Berkeley Workshop on High pT Hadron Collider Physics
Berkeley Workshop on
High PT Hadron Collider Physics
Particle Physics has entered an exciting era with the advent of the
Large Hadron Collider at CERN allowing to probe the TeV scale
in an unprecedented manner. It offers exciting opportunities
to understand the Nature of electroweak symmetry breaking and to observe
new fundamental particles that may have existed at the beginning of the Universe and may
still exist today.
The purpose of this series of workshops is to get theorists and
experimentalists together on selected and specific topics regarding
the understanding of data at the high energy hadron colliders.
The workshop will in
particular address questions regarding physics at the Large Hadron Collider
that started operation in 2009. There will typically be one or
one workshop per year. The questions addressed in this series will
center around the understanding of Standard Model processes
and the discussion of searches and interpretations of possible physics
beyond the Standard Model.
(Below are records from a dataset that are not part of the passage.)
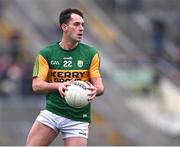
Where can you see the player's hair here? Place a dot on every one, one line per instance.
(65, 15)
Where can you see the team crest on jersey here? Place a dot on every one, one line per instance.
(80, 63)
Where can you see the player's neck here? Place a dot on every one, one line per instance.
(68, 45)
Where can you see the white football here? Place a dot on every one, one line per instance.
(76, 94)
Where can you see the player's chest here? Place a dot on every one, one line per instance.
(67, 61)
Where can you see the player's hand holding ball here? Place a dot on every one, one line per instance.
(78, 94)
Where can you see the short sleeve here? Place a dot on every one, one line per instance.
(41, 67)
(95, 67)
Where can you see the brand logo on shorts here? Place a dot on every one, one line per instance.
(83, 133)
(84, 115)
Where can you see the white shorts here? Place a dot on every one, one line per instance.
(67, 127)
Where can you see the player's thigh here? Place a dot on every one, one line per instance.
(75, 141)
(40, 135)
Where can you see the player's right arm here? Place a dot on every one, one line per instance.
(39, 83)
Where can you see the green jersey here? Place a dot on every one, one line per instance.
(54, 64)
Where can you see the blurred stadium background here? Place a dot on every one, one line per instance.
(139, 42)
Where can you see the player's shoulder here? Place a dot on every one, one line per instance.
(88, 48)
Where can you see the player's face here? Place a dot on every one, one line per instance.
(75, 28)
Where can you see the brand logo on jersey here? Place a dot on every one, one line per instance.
(54, 62)
(80, 63)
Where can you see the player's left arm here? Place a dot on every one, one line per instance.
(96, 84)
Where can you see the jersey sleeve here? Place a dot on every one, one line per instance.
(95, 67)
(41, 67)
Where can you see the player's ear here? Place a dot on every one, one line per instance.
(64, 27)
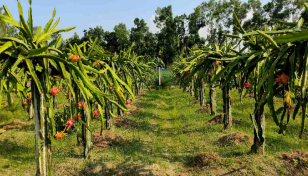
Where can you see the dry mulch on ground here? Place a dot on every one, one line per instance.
(235, 139)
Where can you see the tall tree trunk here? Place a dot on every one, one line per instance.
(41, 132)
(88, 134)
(213, 99)
(109, 122)
(258, 119)
(303, 119)
(37, 130)
(227, 107)
(196, 89)
(201, 93)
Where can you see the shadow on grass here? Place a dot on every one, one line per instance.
(99, 168)
(16, 152)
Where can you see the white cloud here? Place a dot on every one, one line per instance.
(152, 25)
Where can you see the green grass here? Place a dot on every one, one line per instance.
(167, 136)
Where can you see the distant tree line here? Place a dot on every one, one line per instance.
(178, 34)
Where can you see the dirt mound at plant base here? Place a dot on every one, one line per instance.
(206, 159)
(219, 119)
(108, 138)
(297, 161)
(235, 139)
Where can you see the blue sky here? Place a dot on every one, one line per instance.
(106, 13)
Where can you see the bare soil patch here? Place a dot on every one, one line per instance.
(297, 162)
(235, 139)
(16, 124)
(204, 109)
(219, 119)
(206, 159)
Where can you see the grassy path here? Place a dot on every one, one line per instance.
(161, 136)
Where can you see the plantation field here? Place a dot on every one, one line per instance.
(161, 135)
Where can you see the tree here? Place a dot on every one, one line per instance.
(167, 38)
(122, 35)
(94, 33)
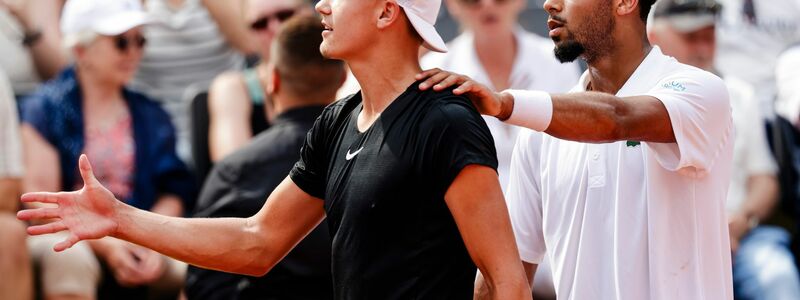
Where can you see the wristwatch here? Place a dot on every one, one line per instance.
(31, 37)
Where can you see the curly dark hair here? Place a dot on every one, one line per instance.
(644, 8)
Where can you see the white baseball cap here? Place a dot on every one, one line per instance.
(104, 17)
(422, 14)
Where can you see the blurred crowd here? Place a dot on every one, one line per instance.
(199, 107)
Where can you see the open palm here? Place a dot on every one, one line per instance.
(89, 213)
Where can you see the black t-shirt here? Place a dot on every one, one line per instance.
(393, 236)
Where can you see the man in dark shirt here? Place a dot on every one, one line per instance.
(302, 84)
(406, 178)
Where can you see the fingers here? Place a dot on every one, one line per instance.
(466, 87)
(86, 170)
(38, 214)
(427, 73)
(449, 81)
(42, 197)
(433, 79)
(68, 243)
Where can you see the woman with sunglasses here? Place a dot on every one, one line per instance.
(237, 106)
(88, 109)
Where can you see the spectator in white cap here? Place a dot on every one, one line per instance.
(406, 178)
(88, 109)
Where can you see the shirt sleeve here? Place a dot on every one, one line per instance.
(310, 171)
(524, 198)
(10, 145)
(459, 138)
(700, 113)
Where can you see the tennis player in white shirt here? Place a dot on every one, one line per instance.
(496, 51)
(627, 190)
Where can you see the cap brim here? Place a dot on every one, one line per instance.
(118, 24)
(432, 39)
(691, 22)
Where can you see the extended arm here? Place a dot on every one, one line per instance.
(250, 245)
(584, 117)
(477, 205)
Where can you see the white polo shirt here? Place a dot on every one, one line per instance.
(535, 68)
(633, 221)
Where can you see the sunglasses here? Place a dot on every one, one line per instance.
(263, 22)
(122, 43)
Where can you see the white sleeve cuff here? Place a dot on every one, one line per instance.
(532, 109)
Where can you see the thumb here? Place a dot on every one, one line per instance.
(86, 170)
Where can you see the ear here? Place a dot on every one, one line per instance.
(390, 13)
(453, 8)
(626, 7)
(274, 81)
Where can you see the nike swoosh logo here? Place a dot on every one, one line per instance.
(350, 156)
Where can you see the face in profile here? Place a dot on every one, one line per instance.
(486, 16)
(580, 28)
(350, 26)
(113, 58)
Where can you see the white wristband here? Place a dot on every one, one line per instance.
(532, 109)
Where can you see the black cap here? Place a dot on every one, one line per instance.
(687, 15)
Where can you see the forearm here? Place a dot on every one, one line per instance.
(588, 117)
(499, 290)
(226, 244)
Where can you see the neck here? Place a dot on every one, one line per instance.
(96, 91)
(384, 77)
(609, 73)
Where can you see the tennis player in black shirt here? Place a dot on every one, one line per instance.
(406, 179)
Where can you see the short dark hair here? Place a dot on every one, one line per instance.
(644, 8)
(296, 56)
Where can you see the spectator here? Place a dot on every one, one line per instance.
(236, 96)
(751, 35)
(87, 109)
(30, 42)
(763, 266)
(496, 51)
(13, 253)
(192, 42)
(299, 83)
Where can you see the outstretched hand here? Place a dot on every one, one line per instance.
(90, 213)
(485, 100)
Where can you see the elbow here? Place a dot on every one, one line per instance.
(611, 126)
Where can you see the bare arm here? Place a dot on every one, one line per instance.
(229, 115)
(241, 245)
(584, 117)
(476, 202)
(599, 118)
(228, 15)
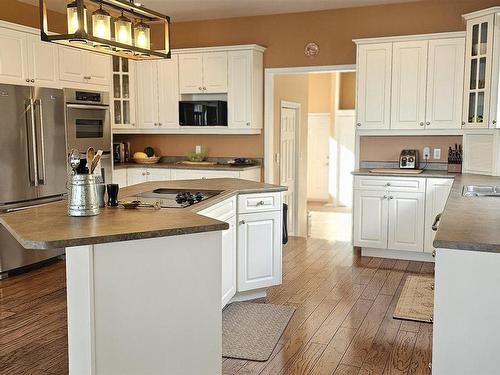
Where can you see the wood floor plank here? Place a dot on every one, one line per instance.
(339, 325)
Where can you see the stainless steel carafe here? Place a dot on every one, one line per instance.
(82, 195)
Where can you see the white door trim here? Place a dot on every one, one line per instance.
(298, 108)
(269, 73)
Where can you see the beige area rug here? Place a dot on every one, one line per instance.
(417, 300)
(251, 330)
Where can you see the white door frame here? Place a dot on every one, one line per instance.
(298, 108)
(269, 73)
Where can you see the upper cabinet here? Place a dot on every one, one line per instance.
(374, 86)
(203, 73)
(409, 83)
(482, 69)
(83, 67)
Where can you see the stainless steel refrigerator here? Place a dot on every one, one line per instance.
(32, 162)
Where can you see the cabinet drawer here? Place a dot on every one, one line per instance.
(259, 202)
(390, 183)
(221, 211)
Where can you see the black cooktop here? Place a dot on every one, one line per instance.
(175, 198)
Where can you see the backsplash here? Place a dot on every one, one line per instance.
(225, 146)
(387, 148)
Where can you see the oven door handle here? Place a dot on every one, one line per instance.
(86, 106)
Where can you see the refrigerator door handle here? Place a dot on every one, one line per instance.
(40, 145)
(30, 125)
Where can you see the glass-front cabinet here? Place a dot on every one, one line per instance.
(482, 69)
(123, 93)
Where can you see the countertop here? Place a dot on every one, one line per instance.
(470, 223)
(48, 226)
(425, 173)
(175, 165)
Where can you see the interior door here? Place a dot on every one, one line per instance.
(16, 145)
(51, 141)
(318, 157)
(288, 170)
(409, 77)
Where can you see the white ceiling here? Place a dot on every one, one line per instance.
(188, 10)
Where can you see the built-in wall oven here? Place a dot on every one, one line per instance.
(88, 124)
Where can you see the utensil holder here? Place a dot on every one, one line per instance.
(82, 195)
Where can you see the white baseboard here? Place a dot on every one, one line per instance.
(397, 254)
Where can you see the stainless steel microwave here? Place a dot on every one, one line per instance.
(203, 113)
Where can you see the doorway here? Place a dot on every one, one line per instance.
(315, 160)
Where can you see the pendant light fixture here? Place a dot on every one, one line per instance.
(123, 39)
(142, 34)
(72, 14)
(101, 24)
(123, 31)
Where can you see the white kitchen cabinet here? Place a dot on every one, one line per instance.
(409, 72)
(85, 67)
(203, 73)
(445, 77)
(370, 218)
(139, 175)
(259, 250)
(157, 94)
(245, 109)
(436, 196)
(406, 221)
(373, 105)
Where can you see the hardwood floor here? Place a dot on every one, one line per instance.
(343, 323)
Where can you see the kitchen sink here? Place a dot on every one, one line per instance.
(481, 191)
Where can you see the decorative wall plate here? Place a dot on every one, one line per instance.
(311, 49)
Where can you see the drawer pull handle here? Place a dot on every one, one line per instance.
(435, 224)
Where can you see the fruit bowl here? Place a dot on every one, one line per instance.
(148, 160)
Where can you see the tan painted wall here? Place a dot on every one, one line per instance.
(294, 88)
(388, 148)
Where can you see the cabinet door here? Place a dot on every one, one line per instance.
(436, 195)
(406, 221)
(259, 250)
(215, 72)
(478, 72)
(370, 218)
(136, 176)
(71, 64)
(97, 68)
(239, 96)
(13, 57)
(409, 76)
(191, 73)
(168, 94)
(147, 94)
(44, 62)
(229, 261)
(373, 108)
(445, 79)
(157, 174)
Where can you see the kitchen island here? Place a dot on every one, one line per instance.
(144, 286)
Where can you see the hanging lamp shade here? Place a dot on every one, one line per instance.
(72, 16)
(142, 35)
(123, 30)
(101, 24)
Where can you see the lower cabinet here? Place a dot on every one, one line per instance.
(392, 214)
(259, 250)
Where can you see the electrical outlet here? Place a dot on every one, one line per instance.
(426, 153)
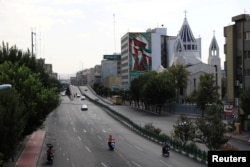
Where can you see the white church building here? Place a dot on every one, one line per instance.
(186, 49)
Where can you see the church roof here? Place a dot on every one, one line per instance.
(186, 32)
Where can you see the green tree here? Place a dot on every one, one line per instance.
(184, 129)
(207, 93)
(12, 121)
(32, 96)
(244, 101)
(180, 78)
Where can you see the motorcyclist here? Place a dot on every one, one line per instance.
(110, 140)
(50, 151)
(165, 148)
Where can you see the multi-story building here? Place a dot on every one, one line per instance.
(237, 57)
(111, 65)
(140, 52)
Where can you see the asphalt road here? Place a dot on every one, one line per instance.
(80, 139)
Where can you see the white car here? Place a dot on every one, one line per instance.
(84, 107)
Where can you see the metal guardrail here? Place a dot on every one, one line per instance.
(189, 150)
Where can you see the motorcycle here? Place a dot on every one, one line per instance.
(50, 154)
(111, 145)
(165, 150)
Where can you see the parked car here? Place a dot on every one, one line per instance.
(84, 107)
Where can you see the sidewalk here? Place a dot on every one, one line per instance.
(244, 136)
(31, 152)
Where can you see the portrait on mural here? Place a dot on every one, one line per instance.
(140, 52)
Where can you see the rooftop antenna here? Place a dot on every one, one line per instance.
(185, 11)
(114, 34)
(40, 49)
(32, 42)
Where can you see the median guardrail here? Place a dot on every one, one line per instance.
(187, 149)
At each workshop the goal is to gather the leading
experimentalists and theorists in the particular area to facilitate a lively
discussion that may lead to progress in our understanding of the theoretical
predictions and uncertainties and in future developments needed in both the
experimental and theoretical areas. In particular data from the Tevatron are
crucial to understand the current state-of-the-art in hadron collider physics.